Nowhere was this effort more extensive than with pinot noir in Burgundy. Starting in the late 1980s, the French government then commercialized these pinot noir clones, offering them to the world’s grape-growers under the unromantic designations of clone 113, 114, 115, 667, and 777, among others. They became known collectively as the Dijon clones, after the Burgundian town where the research team was based. Today, everybody’s got the Dijon clones, in addition to whatever existing clones were already present in their respective nations.
Do these clones make a difference?
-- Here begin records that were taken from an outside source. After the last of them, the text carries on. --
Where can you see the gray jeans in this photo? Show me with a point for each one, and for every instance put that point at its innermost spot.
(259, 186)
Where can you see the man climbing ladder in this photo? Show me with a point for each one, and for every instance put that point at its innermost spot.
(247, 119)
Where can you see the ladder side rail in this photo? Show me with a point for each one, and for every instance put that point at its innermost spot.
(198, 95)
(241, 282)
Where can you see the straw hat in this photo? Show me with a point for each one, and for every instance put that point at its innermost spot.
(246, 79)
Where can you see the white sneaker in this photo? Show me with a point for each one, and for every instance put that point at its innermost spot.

Boy, do they ever. Even a novice, after just 15 minutes of training, can tell the difference between, say, Dijon clone 115 (intense red and black raspberry in scent and taste, as well as deep, blackish color) and clone 5, which is more commonly called the Pommard clone (scents of cherry, leather and gaminess, along with dark color).
Willow Creek winery offered a comparison of clone 115 with a local Australian clone called MV6 (which stands for Mother Vine), a strain that has no American equivalent. The difference was dramatic, with 115 offering strikingly dark color and rich, intense, pure berry flavors while MV6 was lighter in every sense, but with lovely floral notes. The winemaker said he would blend the two for the finished wine.
California winemaker Merry Edwards of Merry Edwards Wines (she was recently named winemaker of the year by the San Francisco Chronicle) schlepped two samples offering different terroir and winemaking, but using the same clone (115).
As if this wasn’t headache-making enough, winemaker Tony Rynders of Oregon’s Domaine Serene proffered clone 777 made identically, but on two distinct soil types. And, yes, they were discernibly different.
Not satiated yet? You could attend tastings comparing pinot noirs from different countries. Or pinot noirs made in different fashions, e.g., short macerations, higher or lower fermentation temperatures, filtered vs. unfiltered and so forth. And did I mention oak barrels? Never mind. That’s serious geek-speak indeed.
Why pay all this money and lavish all this attention on what is, after all, just a pleasing drink? Fair question. The answer is surprisingly simple: fine wine is a compelling beauty. As with paintings, you can move along, gazing briefly and enjoying its effect without probing further. Or you can delve deeper, losing yourself in brushstrokes and scholarship. Fine wine admits just such investigation, no wine more so than pinot noir.
Don’t laugh. Someday you may find yourself at one of these convocations of the impassioned. And you find yourself nodding in agreement when someone insists that clone 115 is just too potent for real pinot noir subtlety. That’s when you know you’re far gone indeed – but oh so happily.